Secukinumab in Relapsed Polymyalgia Rheumatica

Key Takeaways

• Sustained remission at week 52 was reported more often with both secukinumab doses than with placebo.
• Annual cumulative glucocorticoid dose was lower in the secukinumab groups than in the placebo group.
• Serious adverse event rates were similar across groups, while several common adverse events were reported more often with secukinumab.

In relapsed polymyalgia rheumatica, sustained remission at week 52 occurred in 41.2% and 40.6% of patients receiving secukinumab 300 mg or 150 mg, respectively, plus a prednisone taper, compared with 20.4% with placebo plus the same taper in a phase 3 randomized trial.

The REPLENISH trial enrolled 381 patients with recently relapsed polymyalgia rheumatica and randomly assigned them in a 1:1:1 ratio. Each group contained 127 patients who received secukinumab 300 mg, secukinumab 150 mg, or placebo during the 52-week study period. All participants also received prednisone according to the same 24-week tapering schedule, preserving a common glucocorticoid background across the groups. Secukinumab is a fully human monoclonal antibody that selectively inhibits interleukin-17A.

The primary outcome was sustained remission at week 52, defined as remission — the absence of signs or symptoms attributable to polymyalgia rheumatica and no new diagnosis of giant-cell arteritis that warranted escape or rescue treatment — sustained from week 12 through week 52.

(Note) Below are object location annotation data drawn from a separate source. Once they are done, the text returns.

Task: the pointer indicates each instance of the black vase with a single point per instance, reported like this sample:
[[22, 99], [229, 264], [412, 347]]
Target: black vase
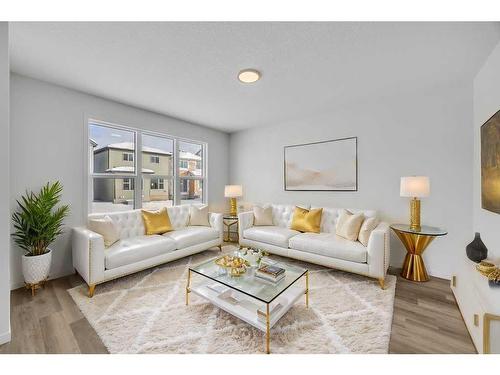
[[476, 250]]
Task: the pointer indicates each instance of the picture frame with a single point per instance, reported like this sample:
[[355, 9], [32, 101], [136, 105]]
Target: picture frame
[[330, 165]]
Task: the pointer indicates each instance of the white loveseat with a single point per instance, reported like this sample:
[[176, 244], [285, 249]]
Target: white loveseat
[[136, 251], [325, 248]]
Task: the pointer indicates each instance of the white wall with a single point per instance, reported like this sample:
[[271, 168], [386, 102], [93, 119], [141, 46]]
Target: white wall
[[486, 103], [47, 144], [426, 133], [4, 188]]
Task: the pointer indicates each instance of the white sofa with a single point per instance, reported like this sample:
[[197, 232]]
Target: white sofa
[[136, 251], [325, 248]]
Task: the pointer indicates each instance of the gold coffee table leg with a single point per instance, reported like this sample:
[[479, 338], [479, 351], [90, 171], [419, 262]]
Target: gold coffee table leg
[[413, 265], [268, 330], [187, 287]]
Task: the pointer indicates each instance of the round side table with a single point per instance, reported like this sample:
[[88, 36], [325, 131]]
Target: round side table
[[415, 243]]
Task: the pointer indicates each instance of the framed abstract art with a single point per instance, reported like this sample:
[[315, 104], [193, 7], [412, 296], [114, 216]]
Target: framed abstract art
[[322, 166]]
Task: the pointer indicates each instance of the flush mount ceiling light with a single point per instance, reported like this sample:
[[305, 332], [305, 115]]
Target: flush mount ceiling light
[[249, 76]]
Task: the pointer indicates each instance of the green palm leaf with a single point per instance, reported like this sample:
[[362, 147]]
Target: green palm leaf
[[38, 222]]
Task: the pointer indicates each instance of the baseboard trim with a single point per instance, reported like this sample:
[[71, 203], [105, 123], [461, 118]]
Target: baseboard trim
[[5, 337]]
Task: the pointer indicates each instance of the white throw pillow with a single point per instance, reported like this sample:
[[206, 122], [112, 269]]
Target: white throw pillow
[[106, 228], [349, 224], [262, 215], [198, 215], [366, 229]]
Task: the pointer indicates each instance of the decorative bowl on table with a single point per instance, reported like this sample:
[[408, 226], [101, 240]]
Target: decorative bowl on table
[[485, 268], [233, 265]]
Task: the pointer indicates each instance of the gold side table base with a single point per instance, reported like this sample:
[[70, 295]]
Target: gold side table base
[[413, 265], [414, 268]]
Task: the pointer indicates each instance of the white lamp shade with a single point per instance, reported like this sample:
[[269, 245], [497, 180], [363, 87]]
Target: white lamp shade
[[415, 186], [233, 191]]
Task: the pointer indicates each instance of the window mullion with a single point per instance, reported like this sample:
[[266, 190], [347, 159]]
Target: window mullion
[[138, 171]]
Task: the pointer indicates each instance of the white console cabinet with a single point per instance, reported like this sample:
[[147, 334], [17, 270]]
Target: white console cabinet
[[479, 304]]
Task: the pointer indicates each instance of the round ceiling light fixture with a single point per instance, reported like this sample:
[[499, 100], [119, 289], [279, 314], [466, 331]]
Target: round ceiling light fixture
[[249, 75]]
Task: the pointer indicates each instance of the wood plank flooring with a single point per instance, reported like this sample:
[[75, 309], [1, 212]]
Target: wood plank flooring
[[426, 320]]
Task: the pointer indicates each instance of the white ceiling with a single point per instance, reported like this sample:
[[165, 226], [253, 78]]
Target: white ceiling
[[189, 70]]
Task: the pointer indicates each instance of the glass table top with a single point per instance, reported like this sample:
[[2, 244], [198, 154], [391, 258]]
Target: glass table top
[[262, 290], [424, 230]]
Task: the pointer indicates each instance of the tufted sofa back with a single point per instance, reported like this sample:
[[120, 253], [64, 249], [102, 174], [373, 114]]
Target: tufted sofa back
[[130, 223], [330, 217]]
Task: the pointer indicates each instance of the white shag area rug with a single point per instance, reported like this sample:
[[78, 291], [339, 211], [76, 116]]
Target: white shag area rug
[[146, 313]]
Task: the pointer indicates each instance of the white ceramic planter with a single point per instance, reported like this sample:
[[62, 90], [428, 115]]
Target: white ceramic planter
[[36, 268]]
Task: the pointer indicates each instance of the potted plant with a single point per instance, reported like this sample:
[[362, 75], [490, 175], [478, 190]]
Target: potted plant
[[37, 224]]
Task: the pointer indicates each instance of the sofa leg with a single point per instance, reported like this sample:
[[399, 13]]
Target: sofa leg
[[91, 290]]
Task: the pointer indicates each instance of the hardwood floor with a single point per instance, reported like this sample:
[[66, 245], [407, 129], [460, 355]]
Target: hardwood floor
[[426, 320]]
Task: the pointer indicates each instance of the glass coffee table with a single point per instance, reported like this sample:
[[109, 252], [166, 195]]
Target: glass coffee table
[[258, 302]]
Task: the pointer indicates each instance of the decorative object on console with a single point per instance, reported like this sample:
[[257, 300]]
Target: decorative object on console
[[262, 215], [156, 222], [485, 268], [232, 192], [199, 215], [322, 166], [37, 224], [490, 164], [476, 250], [305, 220], [349, 224], [106, 228], [415, 243], [415, 187]]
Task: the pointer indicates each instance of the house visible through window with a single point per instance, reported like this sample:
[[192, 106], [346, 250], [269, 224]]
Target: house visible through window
[[128, 156], [157, 183], [115, 182]]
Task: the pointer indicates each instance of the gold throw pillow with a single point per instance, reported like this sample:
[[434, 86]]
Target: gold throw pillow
[[349, 224], [307, 220], [156, 222]]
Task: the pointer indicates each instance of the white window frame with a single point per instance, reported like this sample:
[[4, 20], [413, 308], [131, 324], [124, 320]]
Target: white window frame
[[137, 177], [129, 155]]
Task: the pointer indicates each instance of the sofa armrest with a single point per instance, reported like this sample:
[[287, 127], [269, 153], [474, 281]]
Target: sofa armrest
[[245, 221], [215, 220], [379, 250], [88, 255]]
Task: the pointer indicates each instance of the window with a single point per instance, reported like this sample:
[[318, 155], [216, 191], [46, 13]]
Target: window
[[115, 155], [157, 183], [128, 184], [128, 156], [191, 174]]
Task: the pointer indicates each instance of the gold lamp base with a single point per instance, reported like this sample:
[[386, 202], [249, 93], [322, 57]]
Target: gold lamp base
[[415, 215], [234, 209]]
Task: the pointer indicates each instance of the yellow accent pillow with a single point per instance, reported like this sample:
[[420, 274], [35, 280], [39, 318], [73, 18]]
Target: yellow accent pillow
[[156, 222], [349, 224], [307, 220]]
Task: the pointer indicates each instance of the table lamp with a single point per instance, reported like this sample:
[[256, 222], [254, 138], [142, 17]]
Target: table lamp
[[232, 192], [415, 187]]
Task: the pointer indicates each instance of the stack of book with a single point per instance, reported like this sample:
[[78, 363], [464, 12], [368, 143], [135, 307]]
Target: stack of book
[[270, 272]]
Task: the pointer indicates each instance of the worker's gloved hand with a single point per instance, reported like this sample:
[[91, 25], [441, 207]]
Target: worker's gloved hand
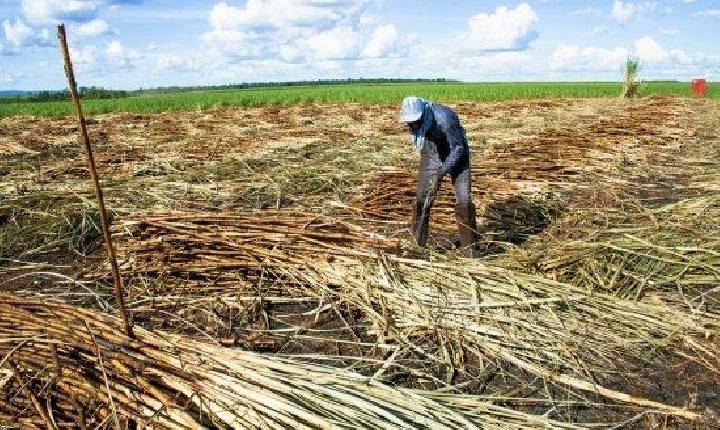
[[433, 184], [441, 173]]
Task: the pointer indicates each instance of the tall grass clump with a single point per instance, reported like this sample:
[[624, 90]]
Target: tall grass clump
[[631, 85]]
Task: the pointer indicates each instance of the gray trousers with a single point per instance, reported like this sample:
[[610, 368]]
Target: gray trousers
[[429, 169]]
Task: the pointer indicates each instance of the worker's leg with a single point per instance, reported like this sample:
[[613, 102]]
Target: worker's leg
[[465, 212], [424, 196]]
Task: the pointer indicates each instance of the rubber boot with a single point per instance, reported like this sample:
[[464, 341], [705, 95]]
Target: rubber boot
[[420, 223], [467, 228]]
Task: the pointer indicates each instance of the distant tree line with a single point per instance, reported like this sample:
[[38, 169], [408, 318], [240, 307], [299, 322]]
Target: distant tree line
[[94, 92]]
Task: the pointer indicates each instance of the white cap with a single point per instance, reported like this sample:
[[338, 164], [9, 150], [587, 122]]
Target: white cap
[[411, 109]]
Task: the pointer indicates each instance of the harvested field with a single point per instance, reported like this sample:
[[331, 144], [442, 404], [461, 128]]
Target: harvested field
[[267, 261]]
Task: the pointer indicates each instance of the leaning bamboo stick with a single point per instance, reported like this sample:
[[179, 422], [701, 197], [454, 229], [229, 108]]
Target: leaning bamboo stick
[[72, 86]]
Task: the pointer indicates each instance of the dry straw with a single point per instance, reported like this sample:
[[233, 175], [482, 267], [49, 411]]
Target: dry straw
[[74, 367]]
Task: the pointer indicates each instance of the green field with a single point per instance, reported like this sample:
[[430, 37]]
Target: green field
[[361, 93]]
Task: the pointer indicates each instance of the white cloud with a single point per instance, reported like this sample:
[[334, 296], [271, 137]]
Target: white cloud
[[282, 14], [20, 35], [652, 53], [504, 30], [120, 57], [96, 27], [589, 58], [384, 43], [712, 13], [84, 57], [339, 43], [54, 11], [624, 11], [4, 77], [297, 31], [587, 11], [114, 57]]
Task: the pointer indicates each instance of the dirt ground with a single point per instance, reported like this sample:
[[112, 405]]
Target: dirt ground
[[536, 164]]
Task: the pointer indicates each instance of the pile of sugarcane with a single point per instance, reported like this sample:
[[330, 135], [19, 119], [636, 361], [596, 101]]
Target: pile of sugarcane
[[477, 313], [637, 251], [65, 366], [545, 166], [198, 244]]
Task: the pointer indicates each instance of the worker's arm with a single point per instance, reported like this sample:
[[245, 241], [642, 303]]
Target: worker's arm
[[450, 124]]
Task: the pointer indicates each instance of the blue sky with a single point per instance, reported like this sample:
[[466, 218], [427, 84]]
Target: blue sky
[[127, 44]]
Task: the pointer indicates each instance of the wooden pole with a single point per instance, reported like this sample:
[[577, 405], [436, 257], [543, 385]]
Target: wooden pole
[[72, 86]]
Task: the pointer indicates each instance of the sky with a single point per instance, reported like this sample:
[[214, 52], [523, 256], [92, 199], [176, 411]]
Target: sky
[[131, 44]]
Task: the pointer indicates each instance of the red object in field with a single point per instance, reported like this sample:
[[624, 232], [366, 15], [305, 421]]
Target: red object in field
[[699, 87]]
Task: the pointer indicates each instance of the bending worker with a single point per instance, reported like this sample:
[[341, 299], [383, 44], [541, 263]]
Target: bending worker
[[436, 132]]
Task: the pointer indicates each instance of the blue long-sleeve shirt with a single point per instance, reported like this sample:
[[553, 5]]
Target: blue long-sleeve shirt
[[449, 136]]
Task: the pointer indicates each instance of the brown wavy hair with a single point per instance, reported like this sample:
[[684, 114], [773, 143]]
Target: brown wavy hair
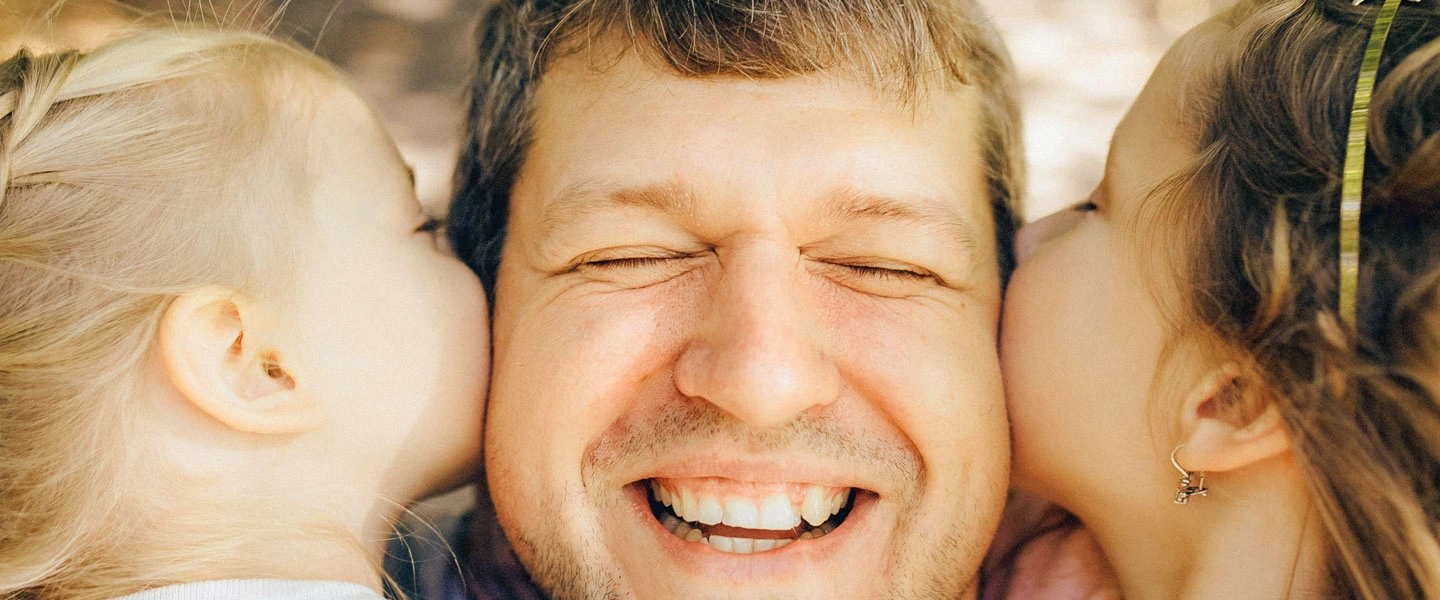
[[1260, 207]]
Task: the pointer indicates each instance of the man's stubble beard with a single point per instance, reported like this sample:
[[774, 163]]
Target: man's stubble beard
[[575, 567]]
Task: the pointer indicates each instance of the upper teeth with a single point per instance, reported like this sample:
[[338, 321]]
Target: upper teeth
[[778, 511]]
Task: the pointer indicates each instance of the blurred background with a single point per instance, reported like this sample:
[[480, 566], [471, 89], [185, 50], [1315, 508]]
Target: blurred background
[[1080, 64]]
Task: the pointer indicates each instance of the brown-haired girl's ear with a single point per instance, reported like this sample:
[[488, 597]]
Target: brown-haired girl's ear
[[221, 364], [1230, 422]]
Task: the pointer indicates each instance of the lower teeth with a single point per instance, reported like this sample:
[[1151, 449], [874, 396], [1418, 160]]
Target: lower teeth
[[738, 546]]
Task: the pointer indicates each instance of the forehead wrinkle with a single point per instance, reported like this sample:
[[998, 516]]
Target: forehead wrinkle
[[853, 205]]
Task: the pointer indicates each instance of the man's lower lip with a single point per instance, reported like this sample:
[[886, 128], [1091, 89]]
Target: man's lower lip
[[778, 561]]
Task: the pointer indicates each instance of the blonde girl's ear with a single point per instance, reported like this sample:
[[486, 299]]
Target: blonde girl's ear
[[222, 364], [1230, 422]]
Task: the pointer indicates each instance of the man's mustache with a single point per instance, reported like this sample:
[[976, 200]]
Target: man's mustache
[[690, 425]]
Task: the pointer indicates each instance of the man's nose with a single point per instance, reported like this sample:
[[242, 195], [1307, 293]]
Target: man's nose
[[759, 354], [1034, 235]]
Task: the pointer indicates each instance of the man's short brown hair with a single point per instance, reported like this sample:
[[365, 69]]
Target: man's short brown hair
[[897, 46]]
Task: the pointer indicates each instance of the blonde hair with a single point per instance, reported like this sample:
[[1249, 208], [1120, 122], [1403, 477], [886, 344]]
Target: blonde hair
[[1260, 213], [149, 167]]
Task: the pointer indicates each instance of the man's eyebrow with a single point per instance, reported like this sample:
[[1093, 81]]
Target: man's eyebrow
[[576, 202], [928, 213]]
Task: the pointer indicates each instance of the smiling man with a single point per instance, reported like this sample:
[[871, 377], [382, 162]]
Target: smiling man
[[746, 261]]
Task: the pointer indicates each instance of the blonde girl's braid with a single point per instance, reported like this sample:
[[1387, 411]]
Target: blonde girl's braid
[[30, 87]]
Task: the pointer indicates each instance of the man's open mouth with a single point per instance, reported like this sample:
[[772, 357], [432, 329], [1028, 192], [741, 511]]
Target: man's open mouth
[[762, 518]]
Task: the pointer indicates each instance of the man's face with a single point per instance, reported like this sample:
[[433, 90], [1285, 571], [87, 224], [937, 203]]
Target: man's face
[[745, 340]]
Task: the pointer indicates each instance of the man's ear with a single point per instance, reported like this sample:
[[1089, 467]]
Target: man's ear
[[1230, 422], [218, 361]]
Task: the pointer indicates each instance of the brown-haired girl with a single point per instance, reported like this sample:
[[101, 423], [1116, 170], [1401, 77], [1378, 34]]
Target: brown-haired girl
[[1181, 370], [231, 346]]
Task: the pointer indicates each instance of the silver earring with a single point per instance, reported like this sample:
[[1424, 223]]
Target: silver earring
[[1185, 489]]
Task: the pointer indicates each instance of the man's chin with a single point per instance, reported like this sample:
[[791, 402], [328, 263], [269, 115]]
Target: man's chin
[[664, 557]]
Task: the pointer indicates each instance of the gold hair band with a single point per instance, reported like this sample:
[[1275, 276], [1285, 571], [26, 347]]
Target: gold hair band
[[1354, 183]]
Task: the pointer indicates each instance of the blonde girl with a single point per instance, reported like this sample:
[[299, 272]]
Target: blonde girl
[[231, 346], [1180, 373]]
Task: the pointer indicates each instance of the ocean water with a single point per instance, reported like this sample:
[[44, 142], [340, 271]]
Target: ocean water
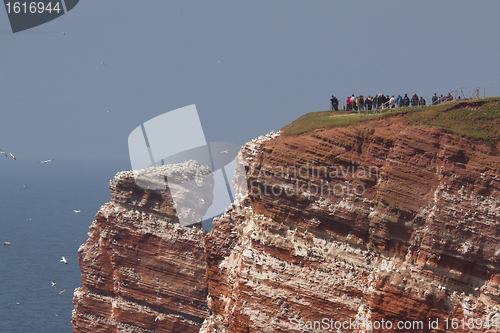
[[40, 224]]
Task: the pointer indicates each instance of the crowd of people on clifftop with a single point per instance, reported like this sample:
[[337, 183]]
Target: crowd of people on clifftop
[[381, 101]]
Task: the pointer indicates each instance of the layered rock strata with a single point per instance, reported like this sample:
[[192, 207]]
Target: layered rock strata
[[378, 224], [374, 227], [141, 270]]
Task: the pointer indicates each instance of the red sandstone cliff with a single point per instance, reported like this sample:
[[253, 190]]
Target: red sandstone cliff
[[377, 222], [141, 270], [415, 238]]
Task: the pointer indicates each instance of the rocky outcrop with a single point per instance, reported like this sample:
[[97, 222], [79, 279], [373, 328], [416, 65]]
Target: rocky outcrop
[[141, 270], [372, 227], [378, 224]]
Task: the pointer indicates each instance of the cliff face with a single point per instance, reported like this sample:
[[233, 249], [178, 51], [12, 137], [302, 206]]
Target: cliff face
[[141, 270], [376, 222], [366, 228]]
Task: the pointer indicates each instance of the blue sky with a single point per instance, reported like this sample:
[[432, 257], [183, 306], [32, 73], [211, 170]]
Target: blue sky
[[250, 67]]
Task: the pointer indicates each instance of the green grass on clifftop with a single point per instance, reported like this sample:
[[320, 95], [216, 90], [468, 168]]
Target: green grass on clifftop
[[476, 119]]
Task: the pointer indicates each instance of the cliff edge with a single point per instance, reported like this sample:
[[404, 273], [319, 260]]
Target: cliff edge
[[390, 219]]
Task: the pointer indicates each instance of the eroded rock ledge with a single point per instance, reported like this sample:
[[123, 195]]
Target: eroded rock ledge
[[141, 270]]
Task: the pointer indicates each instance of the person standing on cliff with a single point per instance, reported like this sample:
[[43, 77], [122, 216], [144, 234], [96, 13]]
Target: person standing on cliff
[[334, 103], [399, 101], [368, 103], [406, 100], [434, 99], [360, 101]]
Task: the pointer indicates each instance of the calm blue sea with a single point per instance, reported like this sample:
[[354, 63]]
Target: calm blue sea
[[40, 224]]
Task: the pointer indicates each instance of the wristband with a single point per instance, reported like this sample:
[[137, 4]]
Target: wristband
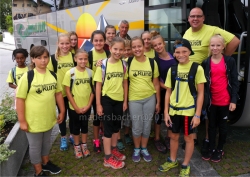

At week 52, sustained remission occurred in 41.2% of the secukinumab 300 mg group, 40.6% of the secukinumab 150 mg group, and 20.4% of the placebo group. Investigators reported P<0.001 for the comparison of each secukinumab dose with placebo. Annual cumulative glucocorticoid dose was a secondary outcome. Mean adjusted annual cumulative glucocorticoid doses were 1603.7 mg, 1683.2 mg, and 2093.0 mg in the secukinumab 300 mg, secukinumab 150 mg, and placebo groups, respectively.

Safety was assessed across the 52-week treatment period in all three groups. Serious adverse events occurred in 13.5% of the secukinumab 300 mg group, 15.9% of the secukinumab 150 mg group, and 14.2% of the placebo group. Nasopharyngitis, hypersensitivity reactions, urinary tract infections, fungal infections, and back pain were more common in the secukinumab groups than in placebo.